S. B. Trukhan, P. I. Bidyuk


The article deals with methodology of extreme values treatment for building and estimating unknown parameters of generalized linear
models. As a mathematical tool for carrying out the research the extreme value theory was used that creates one of the directions in
mathematical statistics, and is related to investigating the extreme deviations from the median values in probability distributions. Also, the
methods of approximation statistical data to generalized extreme value distribution, the methods of estimating unknown parameters and
selecting an optimal threshold for extreme value models are discussed.
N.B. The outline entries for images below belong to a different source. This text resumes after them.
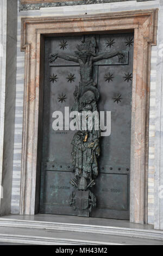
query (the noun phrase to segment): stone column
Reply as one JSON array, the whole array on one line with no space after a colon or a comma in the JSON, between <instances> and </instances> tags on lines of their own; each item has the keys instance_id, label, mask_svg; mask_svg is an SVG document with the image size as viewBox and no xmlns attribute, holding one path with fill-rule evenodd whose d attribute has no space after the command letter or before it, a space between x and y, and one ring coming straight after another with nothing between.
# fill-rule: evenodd
<instances>
[{"instance_id":1,"label":"stone column","mask_svg":"<svg viewBox=\"0 0 163 256\"><path fill-rule=\"evenodd\" d=\"M17 0L0 1L0 215L10 213L14 137Z\"/></svg>"},{"instance_id":2,"label":"stone column","mask_svg":"<svg viewBox=\"0 0 163 256\"><path fill-rule=\"evenodd\" d=\"M163 3L160 1L158 29L155 121L154 228L163 229Z\"/></svg>"}]
</instances>

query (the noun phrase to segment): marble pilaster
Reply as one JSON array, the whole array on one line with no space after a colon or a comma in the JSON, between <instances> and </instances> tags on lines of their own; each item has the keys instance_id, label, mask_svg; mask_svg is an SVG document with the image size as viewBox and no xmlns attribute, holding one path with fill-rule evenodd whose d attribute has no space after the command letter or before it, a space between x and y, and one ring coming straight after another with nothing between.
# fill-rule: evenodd
<instances>
[{"instance_id":1,"label":"marble pilaster","mask_svg":"<svg viewBox=\"0 0 163 256\"><path fill-rule=\"evenodd\" d=\"M10 212L15 102L17 2L2 0L0 59L0 215Z\"/></svg>"}]
</instances>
The models of treatment extreme values are constructed which are based on actual statistical data and approach is proposed for their future application for estimating predictive models. The model with generalized Pareto distribution turned out to be acceptable for further use, because it has minimum value of observation error and the best approximation of observed curve to theoretical density function. The comparison of evaluation unknown models’ parameters using method of maximum likelihood and Bayesian approach leads to next conclusion. The Bayesian methods are efficient way to solve the problem of selection the best model, based on the received alternatives set and prior parameters values. In future studies it will be reasonable to consider the application of extreme value analysis to predicted generalized linear models.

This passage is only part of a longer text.